The easy thing is to become disillusioned and cynical. The hard thing is to become disillusioned and not cynical, but productive. Accept that this is the way it is in this world, then do the next thing. This is Jesus’ Discipline of Disillusionment. In Isaiah 38:15-20: “What shall I say? he has spoken to me, and he has done it: I shall go softly all my years in the bitterness of my soul.”

We are ourselves, children of conflict situations. We are children of God, and the spiritual, emotional, physical conflicts we find ourselves in, produce virtue in us. And He is here. Emmanuel. God with us. God of all comfort. It is a choice of will. Do we or do we not believe that we are more than conquerors in Him who loves us? What is the next thing? Sometimes people ask me what they can do. I say, Listen to your heart. The next thing will come across your path when you are watching for it. The Discipline of Disillusionment means instead of cynicism, we do not expect the evil to fade, but we take up arms.

When I think of Congo and Sudan, War, such as the history of the world has never known, is ongoing.

Jesus Christ did not say: You will understand why the war has come—but: “Fear not. Do not be scared, do not be put in a panic.”

What do we long for? Peace. Peace for ourselves. Peace in our families. Peace among the nations. Lasting peace.

Now, how to heal the nations?

In the book of Revelation, a new heaven is described. I like this passage because it paints a picture of a place where fear and darkness no longer reign, nor does war rage, as the lion lies with the lamb and a little child leads us all. I like this because my former child soldiers told me they found great comfort in this place, a place of peace I call Nevernight because there, it is never dark, and there is no fear.

But there is more. A river, and beside the river grows the tree of life. And on the tree of life hang leaves. “The tree of life, the leaves of which are for the healing of the nations.”

Could it be that these leaves, different shapes and sizes, are in fact, our stories? That when we tell our own personal stories, we heal as individuals, and as nations?

So the stories I’ve told this morning are not only a tribute to all those children in conflict situations. The former child soldiers go through a sort-of therapy where, if they can reach the point where they tell their stories just once, in whatever form—clay, drama, song, writing—then they have a much improved chance of living a relatively stable life. I met one child psychologist from Uganda who was himself a former child soldier and had won a scholarship to study, and now has returned to minister to the child soldiers of the next generation.
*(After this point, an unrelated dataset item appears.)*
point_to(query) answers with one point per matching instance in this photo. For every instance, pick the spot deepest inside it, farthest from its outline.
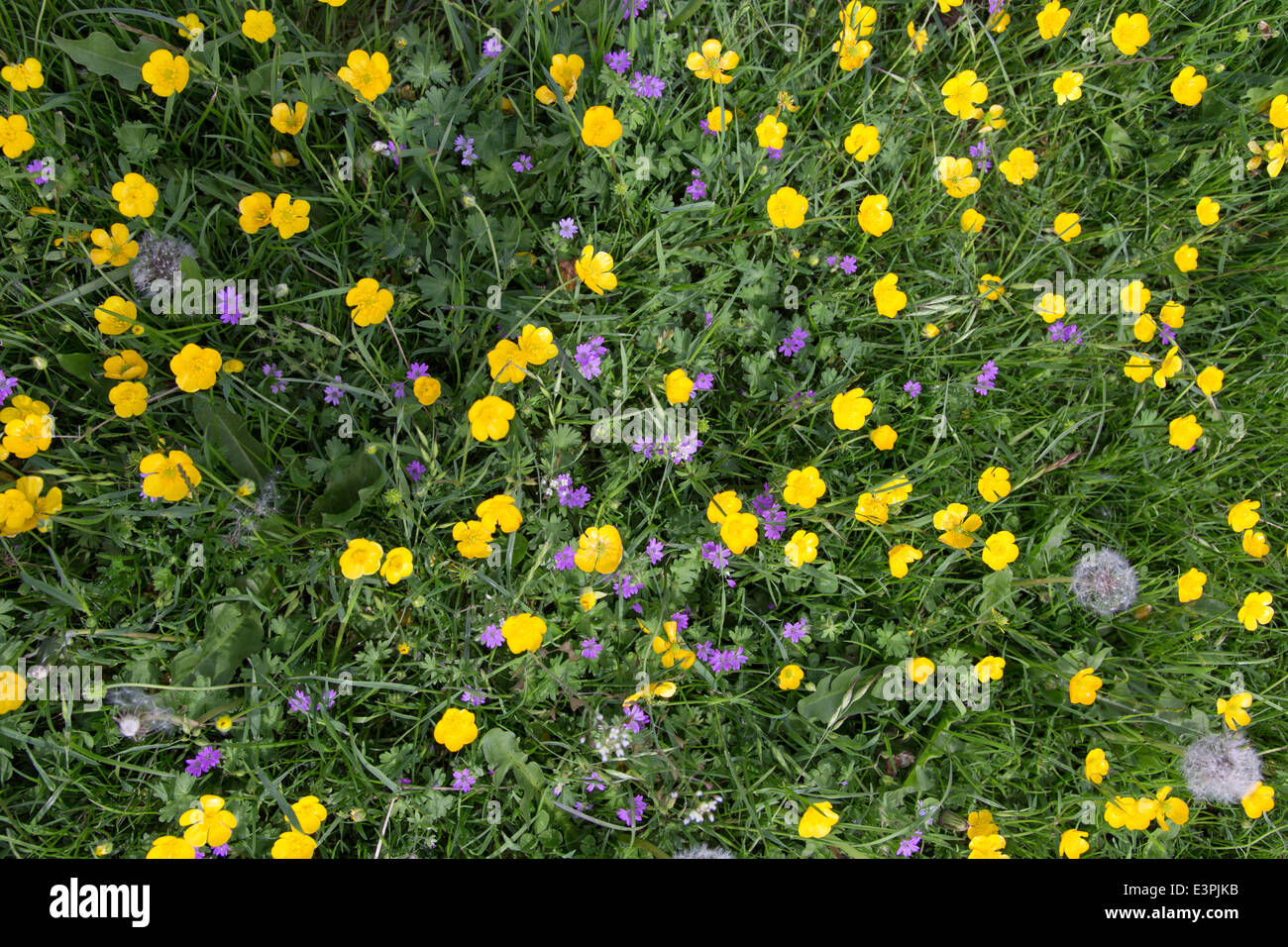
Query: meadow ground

On this morning, when all the children are our children, all our stories add to the Tree of Life, a continuing branch thick with story, stories that heal us as individuals and as nations, stories of others who have touched and healed my heart, stories grafted and grown into stories about people just like us.

When I speak to young people, I ask, what is your passion? What do you get angry about? Then that is your gift. Now, how does your gift meet the crushing needs of the world? That is your vocation.

Whose are we and Whom do we serve?

Hope is a choice, a decision we make because of faith. Hope is believing despite the evidence, then watching the evidence change: Change like… in Ghana, where 2/3 of children were illiterate, now only 1/5 are. Thanks to aid, Ghana has scrapped school fees and offers free school meals at the primary level. Tanzania, where over the past 5 years, 1.6 million more children have gone to school because of aid. In Ethiopia 40% more girls go to school now because of aid. In Uganda health fees have been scrapped and out-patient attendance is up 87%. Throughout the developing world, except where Islam prevents it, the education of women has allowed more women to participate in cottage industries, micro-enterprises where whole communities benefit. 575 million children have been vaccinated against polio. In the next 2 years this disease will be eradicated. Small pox has been eradicated because of aid.

We are the ones we have been waiting for.

John F. Kennedy said, “Few will have the greatness to bend history itself; but each of us can work to change a small portion of events, and in the total of all those acts will be written the history of this generation…”—AMEN.